One Year Wonder: The 1975 Harley-Davidson RR500

Alan Cathcart rides the 1975 Harley-Davidson RR500, an Aermacchi-based 2-stroke racer.

| January/February 2016

  • Alan Cathcart on the 1975 Harley-Davidson RR500.
    Photo by Stefano Gadda

Harley-Davidson RR500
Top speed:
174mph (280kph)
488cc water-cooled reed-valve 2-stroke parallel twin, 72mm x 60mm bore and stroke, 12:1 compression ratio, 89hp @ 10,500rpm (rear wheel)
273lb (124kg) with oil/water, no fuel
Fuel capacity:
7.4gal (28ltr)

As a home run two-wheeled Trivial Pursuit question, it has few equals: Forty-one years ago, Harley-Davidson competed in the 1975 500cc World Championship against Suzuki and Yamaha with a race-winning 2-stroke Grand Prix motorcycle of its own design — true or false? Sorry to disillusion the Hog faithful, but however unlikely, it happens to be TRUE!

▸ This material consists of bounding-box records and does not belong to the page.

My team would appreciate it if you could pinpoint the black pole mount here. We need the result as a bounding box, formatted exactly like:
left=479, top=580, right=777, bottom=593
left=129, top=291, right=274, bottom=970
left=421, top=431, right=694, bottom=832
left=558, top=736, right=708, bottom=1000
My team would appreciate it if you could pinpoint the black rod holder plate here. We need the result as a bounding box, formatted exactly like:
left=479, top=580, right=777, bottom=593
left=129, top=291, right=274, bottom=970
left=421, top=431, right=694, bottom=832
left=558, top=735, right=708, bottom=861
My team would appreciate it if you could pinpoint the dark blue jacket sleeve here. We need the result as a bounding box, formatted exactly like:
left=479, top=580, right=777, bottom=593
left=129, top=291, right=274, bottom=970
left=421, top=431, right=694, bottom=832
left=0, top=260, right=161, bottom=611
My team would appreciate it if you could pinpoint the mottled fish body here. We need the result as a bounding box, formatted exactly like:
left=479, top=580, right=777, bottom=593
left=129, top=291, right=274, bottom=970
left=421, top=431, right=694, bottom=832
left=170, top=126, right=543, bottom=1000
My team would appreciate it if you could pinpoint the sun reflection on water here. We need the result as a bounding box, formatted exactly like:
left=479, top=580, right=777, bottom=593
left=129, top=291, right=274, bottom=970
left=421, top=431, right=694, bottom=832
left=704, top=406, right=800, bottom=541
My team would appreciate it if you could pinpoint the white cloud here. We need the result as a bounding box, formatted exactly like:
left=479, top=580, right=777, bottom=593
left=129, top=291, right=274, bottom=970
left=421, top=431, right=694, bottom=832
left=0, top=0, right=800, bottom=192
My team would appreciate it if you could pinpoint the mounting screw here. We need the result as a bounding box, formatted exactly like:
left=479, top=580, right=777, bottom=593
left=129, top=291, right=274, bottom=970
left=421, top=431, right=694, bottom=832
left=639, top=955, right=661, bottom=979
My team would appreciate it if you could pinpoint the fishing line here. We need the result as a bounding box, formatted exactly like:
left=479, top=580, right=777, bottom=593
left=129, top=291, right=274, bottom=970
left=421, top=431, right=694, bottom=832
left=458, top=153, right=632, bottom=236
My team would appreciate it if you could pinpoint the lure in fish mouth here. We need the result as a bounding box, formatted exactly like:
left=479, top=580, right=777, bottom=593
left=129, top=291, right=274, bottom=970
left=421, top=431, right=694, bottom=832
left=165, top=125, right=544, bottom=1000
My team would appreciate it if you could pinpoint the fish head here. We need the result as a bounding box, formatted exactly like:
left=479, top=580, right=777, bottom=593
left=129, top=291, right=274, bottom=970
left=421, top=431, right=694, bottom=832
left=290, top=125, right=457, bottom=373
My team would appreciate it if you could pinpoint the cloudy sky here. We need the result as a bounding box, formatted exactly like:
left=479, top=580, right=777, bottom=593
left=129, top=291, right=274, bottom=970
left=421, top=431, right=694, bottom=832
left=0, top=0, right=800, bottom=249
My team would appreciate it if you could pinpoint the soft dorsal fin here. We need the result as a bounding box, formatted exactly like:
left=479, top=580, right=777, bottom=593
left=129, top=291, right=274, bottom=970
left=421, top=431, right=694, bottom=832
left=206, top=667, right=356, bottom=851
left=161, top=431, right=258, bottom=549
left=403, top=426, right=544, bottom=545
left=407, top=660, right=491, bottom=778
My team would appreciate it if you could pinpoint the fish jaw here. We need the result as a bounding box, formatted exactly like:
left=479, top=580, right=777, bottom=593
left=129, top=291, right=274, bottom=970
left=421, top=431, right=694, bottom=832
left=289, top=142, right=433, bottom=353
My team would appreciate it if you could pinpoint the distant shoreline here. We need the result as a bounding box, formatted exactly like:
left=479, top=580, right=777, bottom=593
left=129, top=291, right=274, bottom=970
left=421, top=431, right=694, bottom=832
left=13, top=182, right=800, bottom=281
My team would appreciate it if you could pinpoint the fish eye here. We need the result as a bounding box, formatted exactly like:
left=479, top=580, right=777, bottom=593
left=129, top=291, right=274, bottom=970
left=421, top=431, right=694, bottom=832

Yet later that same year, the twin-cylinder 4-carburetor RR500 project died almost as mysteriously as it had been born, leaving Aermacchi, Harley’s Italian division, to focus on retaining its 250cc world crown. The RR500 was the work of a close-knit band of just four men who comprised the Harley-Davidson road racing team, working out of its Italian subsidiary’s lakeside factory at Varese.

Aermacchi became a motorcycle manufacturer in postwar Italy, catering to the need for personal transportation in a war-ravaged country. It did so successfully, and in 1960 Harley-Davidson purchased 50 percent of the company as a source for lightweight motorcycles to be sold in America alongside its Milwaukee-made V-twins. H-D then acquired the remaining 50 percent in 1974. But just four years later, it sold Aermacchi to the Castiglioni brothers, who renamed it Cagiva — only in due course, in 1998, to be rebaptized MV Agusta, which it remains today.